1Department of Surgery, Oregon Health and Science University, Portland, Oregon

2Surgical Services, Portland VA Medical Center, Portland, Oregon

3Division of Gastroenterology, Oregon Health and Science University, Portland, Oregon

4Department of Pathology, Oregon Health and Science University, Portland, Oregon

5Pathology Services, Portland VA Medical Center, Portland, Oregon

6Department of Surgery, University of Rochester, Rochester, New York

7Department of Epidemiology and Outcomes Research, Oregon Health and Science University, Portland, Oregon

Reprint requests and correspondence: Blair A. Jobe, M.D., Portland VA Medical Center, Surgical Service – P3GS, PO Box 1034, Portland, Oregon 97207.

CONFLICT OF INTEREST

Guarantor of the article: Dr. Blair Jobe is identified as the guarantor of this submission.

Specific author contributions: Blair A. Jobe, M.D.—study planning, study conducting drafting manuscript. John G. Hunter, M.D.—study planning, drafting manuscript. Charles Y. Kim, M.D.—study conducting. Glenn M. Eisen, M.D. M.Ph.—study conducting. Eugene Y. Chang, M.D.—study conducting, drafting manuscript. Jedediah D. Robinson, M.S.—study conducting. Brian S. Diggs, Ph.D.—study planning. Robert W. O.'Rourke, M.D.—drafting manuscript. Anne E. Rader, M.D.—study conducting. Paul Schipper, M.D.—drafting manuscript. David A. Sauer, M.D.—study conducting. Jeffrey H. Peters, M.D.—study planning. David A. Lieberman, M.D.—study planning, drafting manuscript. Cynthia D. Morris, Ph.D., M.Ph.—study planning, drafting manuscript. The authors have approved the final draft submitted.

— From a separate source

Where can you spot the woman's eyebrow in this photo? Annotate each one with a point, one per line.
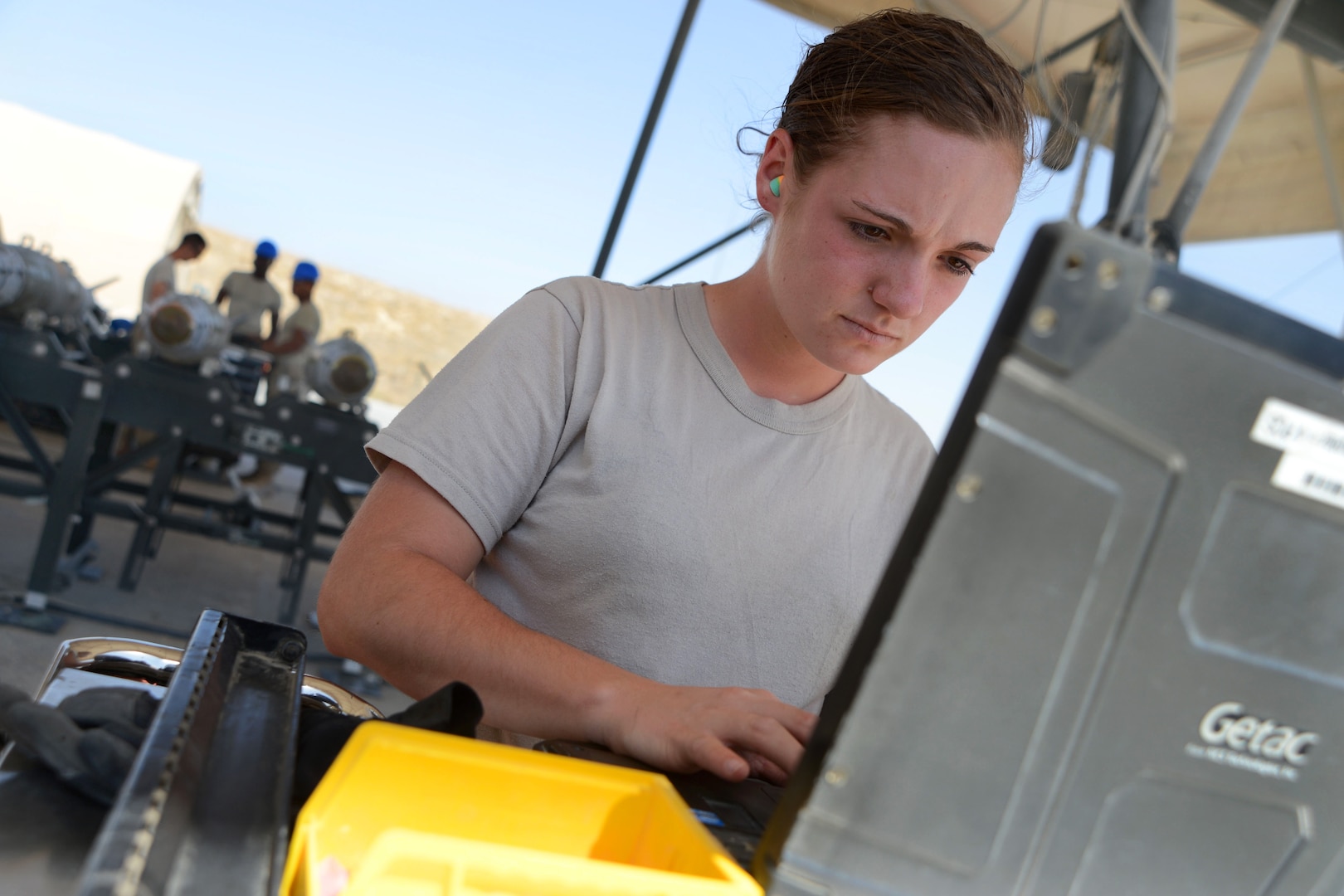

Financial support: This work was supported by National Institutes of Health grants K23 DK066165-01 (BAJ), RO3 CA105959-01 (BAJ), PHS Grant 5 M01 RR000334, and 2U01DK057132-06A1 (DAL). Equipment for this investigation was supplied by Olympus America, Inc.

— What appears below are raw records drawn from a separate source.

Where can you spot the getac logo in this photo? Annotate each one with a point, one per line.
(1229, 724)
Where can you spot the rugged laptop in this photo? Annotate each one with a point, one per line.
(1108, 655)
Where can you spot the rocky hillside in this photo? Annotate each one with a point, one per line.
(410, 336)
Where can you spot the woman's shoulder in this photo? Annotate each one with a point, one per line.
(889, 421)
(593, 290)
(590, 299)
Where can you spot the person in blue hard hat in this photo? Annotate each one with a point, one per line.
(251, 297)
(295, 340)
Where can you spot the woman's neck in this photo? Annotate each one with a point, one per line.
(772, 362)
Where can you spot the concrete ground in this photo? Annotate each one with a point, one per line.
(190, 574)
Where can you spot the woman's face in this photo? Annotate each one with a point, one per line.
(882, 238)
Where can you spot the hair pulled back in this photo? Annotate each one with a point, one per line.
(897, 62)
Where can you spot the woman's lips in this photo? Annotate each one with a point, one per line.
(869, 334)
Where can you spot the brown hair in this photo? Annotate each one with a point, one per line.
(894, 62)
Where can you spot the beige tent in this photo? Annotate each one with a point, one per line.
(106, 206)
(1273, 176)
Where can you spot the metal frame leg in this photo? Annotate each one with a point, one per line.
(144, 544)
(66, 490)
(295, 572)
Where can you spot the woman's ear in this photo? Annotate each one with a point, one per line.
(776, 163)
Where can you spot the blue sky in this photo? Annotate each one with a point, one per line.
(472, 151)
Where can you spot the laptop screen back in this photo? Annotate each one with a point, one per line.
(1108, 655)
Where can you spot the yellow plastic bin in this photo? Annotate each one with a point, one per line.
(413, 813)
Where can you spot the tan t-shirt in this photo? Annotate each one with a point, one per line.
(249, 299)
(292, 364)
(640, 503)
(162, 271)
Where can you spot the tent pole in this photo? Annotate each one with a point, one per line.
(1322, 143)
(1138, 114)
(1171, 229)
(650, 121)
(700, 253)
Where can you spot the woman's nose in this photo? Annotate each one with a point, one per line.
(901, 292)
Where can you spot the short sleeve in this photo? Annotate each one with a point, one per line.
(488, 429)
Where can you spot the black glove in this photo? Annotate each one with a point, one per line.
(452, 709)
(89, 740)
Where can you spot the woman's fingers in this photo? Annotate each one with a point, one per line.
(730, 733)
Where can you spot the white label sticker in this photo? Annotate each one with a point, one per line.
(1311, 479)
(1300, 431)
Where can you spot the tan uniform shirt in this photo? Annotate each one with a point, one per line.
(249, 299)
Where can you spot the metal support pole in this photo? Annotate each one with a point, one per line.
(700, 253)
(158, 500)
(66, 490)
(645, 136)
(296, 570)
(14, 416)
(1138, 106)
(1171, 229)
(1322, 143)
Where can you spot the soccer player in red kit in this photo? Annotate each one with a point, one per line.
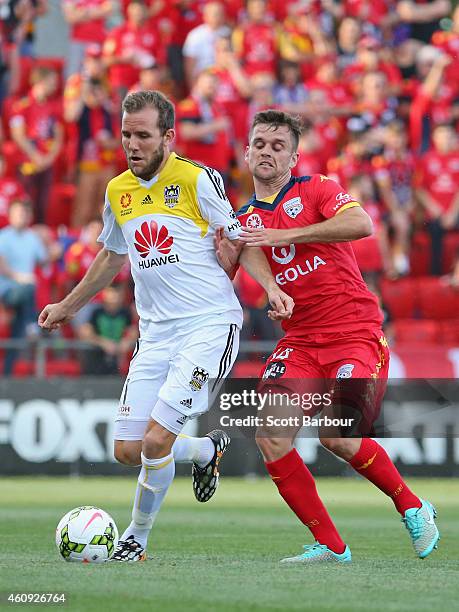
(305, 225)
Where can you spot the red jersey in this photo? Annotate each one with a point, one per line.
(256, 46)
(344, 167)
(142, 43)
(372, 11)
(397, 171)
(88, 31)
(367, 250)
(448, 42)
(438, 174)
(40, 118)
(323, 279)
(213, 150)
(10, 190)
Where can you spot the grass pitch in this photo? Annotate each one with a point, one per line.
(224, 555)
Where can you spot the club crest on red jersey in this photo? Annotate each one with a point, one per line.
(283, 255)
(254, 221)
(293, 207)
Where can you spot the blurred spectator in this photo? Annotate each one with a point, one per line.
(184, 15)
(36, 127)
(21, 250)
(203, 127)
(10, 190)
(233, 86)
(9, 69)
(330, 93)
(18, 17)
(199, 46)
(394, 173)
(256, 41)
(77, 260)
(370, 58)
(434, 101)
(437, 180)
(448, 43)
(86, 19)
(422, 17)
(110, 331)
(49, 275)
(453, 277)
(92, 68)
(309, 153)
(295, 41)
(154, 77)
(354, 157)
(349, 34)
(93, 114)
(130, 47)
(290, 93)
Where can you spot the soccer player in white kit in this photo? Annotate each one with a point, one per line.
(163, 213)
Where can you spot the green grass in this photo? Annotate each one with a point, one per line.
(224, 555)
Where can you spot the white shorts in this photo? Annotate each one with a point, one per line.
(176, 369)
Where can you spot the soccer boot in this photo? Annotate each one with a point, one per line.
(319, 553)
(205, 480)
(129, 551)
(420, 523)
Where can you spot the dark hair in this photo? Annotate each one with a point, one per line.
(138, 100)
(276, 119)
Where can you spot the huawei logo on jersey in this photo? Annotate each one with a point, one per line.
(149, 236)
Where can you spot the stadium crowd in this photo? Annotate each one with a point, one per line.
(375, 82)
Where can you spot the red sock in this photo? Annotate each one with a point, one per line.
(372, 462)
(297, 487)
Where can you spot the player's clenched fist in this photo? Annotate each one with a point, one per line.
(54, 316)
(281, 303)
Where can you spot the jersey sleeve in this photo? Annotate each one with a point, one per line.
(214, 205)
(330, 197)
(112, 236)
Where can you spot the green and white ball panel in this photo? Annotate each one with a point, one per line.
(86, 534)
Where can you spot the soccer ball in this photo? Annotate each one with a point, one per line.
(86, 534)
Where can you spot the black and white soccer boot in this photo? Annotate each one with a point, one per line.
(205, 480)
(129, 551)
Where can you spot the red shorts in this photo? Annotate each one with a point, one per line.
(354, 368)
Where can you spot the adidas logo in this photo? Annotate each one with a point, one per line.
(149, 236)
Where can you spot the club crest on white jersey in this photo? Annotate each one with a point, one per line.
(293, 207)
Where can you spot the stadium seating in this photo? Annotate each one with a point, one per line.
(424, 331)
(437, 300)
(399, 297)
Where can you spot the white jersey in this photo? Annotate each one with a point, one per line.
(166, 226)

Potential competing interests: The authors have no additional conflicts of interests to disclose.

Received April 6, 2006; accepted August 1, 2006.

Abstract

OBJECTIVES

A major limitation to screening and surveillance of Barrett's esophagus is the complexity, expense, and risk associated with sedation for upper endoscopy. This study examines the feasibility, accuracy, and patient acceptability of office-based unsedated endoscopy as an alternative.

METHODS

Of 274 eligible adults scheduled for endoscopic screening for gastroesophageal reflux symptoms or surveillance of Barrett's esophagus at a tertiary care center, 121 underwent unsedated small-caliber endoscopy and conventional endoscopy in a randomized crossover study. The two procedures were compared with regard to histological detection of Barrett's esophagus and dysplasia and biopsy size. Patients answered questionnaires assessing the tolerability of the procedures.

RESULTS

The prevalence of Barrett's esophagus was 26% using conventional endoscopy and 30% using unsedated endoscopy (P = 0.503). The level of agreement between the two approaches was “moderate” (κ = 0.591). Each modality detected four cases of low-grade dysplasia with concordance on one case. The tissue samples collected with unsedated endoscopy were smaller than with conventional endoscopy (P < 0.001). The majority of subjects rated their experience with both procedures as being well tolerated with minimal or no difficulty. When asked which procedure they would prefer in the future, 71% (81/114) chose unsedated small-caliber endoscopy.

CONCLUSIONS

Office-based unsedated small-caliber endoscopy is technically feasible, well tolerated, and accurate in screening for Barrett's esophagus, despite yielding a smaller biopsy specimen. This approach bears the potential to eliminate the infrastructure and cost required for intravenous sedation in this application.